第4話
それからの数日間、レン以外は掃除をし続け忙しそうにしていた。
レンは始めのうちは本部となるシリウスの家の階段やシリウスの家でその雰囲気を楽しみ、1日に1度スネイプが薬を持ってくる又は彼からの薬の梟便を待ち、それを飲む…それが日課となっていた。
だが、スネイプがやって来てはシリウスにたっぷりと嫌味を言い、シリウスの機嫌が最悪のものとなる所為で、レンは自分の部屋にこもる事が多くなった。
と言っても、今の家は仮の騎士団本部。
リビングには人が多く出入りし、情報交換や会議などが行われる。
会議が行われる際、レンも参加しても平気なもののみ、彼女も参加をする事になっている。
なぜならダンブルドアは騎士団員としての仕事は傷を癒してからだと言ってはいたが、簡単な仕事をレンに与えてくれた。
団員の魔力が弱るなどの変化がないか感じ取る事。
変化があればそれは闇の陣営に襲われている証拠。
そうなれば身近にいる騎士団員にその事を伝えダンブルドアに知らせるように手筈をとる事だった。
会議の始めの数分でレンが感じた事に何か異変はなかったかどうか一言伝えるか、伝えてもらうかしなければならなかった。

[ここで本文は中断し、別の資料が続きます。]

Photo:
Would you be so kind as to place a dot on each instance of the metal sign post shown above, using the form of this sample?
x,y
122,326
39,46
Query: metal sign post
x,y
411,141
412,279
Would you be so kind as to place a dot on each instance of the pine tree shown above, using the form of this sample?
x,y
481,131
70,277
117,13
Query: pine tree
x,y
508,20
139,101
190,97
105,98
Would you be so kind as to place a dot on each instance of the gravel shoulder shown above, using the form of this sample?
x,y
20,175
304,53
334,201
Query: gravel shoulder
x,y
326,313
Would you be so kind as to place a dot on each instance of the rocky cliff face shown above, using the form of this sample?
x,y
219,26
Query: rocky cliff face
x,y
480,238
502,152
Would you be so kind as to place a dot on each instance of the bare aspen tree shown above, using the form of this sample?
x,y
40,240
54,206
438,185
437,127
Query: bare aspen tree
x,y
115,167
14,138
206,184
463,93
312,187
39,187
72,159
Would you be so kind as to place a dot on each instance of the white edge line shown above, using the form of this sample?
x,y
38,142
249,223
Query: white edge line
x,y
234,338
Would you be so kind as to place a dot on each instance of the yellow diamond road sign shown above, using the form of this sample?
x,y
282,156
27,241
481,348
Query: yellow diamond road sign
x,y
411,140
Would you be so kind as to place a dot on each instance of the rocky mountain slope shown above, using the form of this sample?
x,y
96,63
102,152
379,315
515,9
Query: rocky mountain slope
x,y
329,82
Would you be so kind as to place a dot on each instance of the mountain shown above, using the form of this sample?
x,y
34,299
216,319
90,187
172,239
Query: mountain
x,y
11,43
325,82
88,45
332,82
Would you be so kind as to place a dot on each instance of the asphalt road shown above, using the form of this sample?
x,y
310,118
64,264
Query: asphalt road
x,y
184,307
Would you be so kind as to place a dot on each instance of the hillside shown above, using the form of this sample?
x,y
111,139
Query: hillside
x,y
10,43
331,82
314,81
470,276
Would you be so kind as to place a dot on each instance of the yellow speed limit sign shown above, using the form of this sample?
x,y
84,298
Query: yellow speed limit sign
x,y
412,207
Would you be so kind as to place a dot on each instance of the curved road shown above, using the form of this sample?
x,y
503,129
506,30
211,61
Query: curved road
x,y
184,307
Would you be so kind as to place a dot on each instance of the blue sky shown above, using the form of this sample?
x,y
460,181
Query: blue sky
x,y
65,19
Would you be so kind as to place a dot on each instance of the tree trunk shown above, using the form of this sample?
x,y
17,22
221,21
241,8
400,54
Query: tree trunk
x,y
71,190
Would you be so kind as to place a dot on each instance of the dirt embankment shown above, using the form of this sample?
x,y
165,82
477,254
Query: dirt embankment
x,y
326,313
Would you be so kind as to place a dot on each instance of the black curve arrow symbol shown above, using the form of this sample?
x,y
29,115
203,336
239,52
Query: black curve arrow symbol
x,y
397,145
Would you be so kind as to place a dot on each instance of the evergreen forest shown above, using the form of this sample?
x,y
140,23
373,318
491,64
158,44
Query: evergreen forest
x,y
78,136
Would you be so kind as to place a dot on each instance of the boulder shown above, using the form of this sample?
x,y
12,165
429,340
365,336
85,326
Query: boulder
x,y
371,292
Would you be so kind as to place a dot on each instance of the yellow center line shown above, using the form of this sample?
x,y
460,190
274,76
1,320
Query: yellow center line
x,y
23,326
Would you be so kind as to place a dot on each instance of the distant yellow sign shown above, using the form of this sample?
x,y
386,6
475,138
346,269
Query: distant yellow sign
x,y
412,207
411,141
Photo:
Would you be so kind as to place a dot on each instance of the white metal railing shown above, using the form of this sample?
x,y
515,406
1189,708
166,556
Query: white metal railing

レンが部屋にこもるようになってからは、モリーは具合が悪いと判断したのか、食事をレンの部屋に運んでくれるようになった。
「調子はどうかね?」
ドアのノックの音がし返事をすれば、そう言って姿を現したのはスネイプだった。
「相変わらずです。」
そう言われてスネイプは表情ひとつ変えずにベッドの側にある机の上に薬を置くと、側にある椅子に腰をかける。
そしていつもと同じように、瞳や傷の診察を行ってくれる。
「ひとつお聞きしたい事があるのですが…」
そう言えばスネイプは小さく首を傾げて見せる。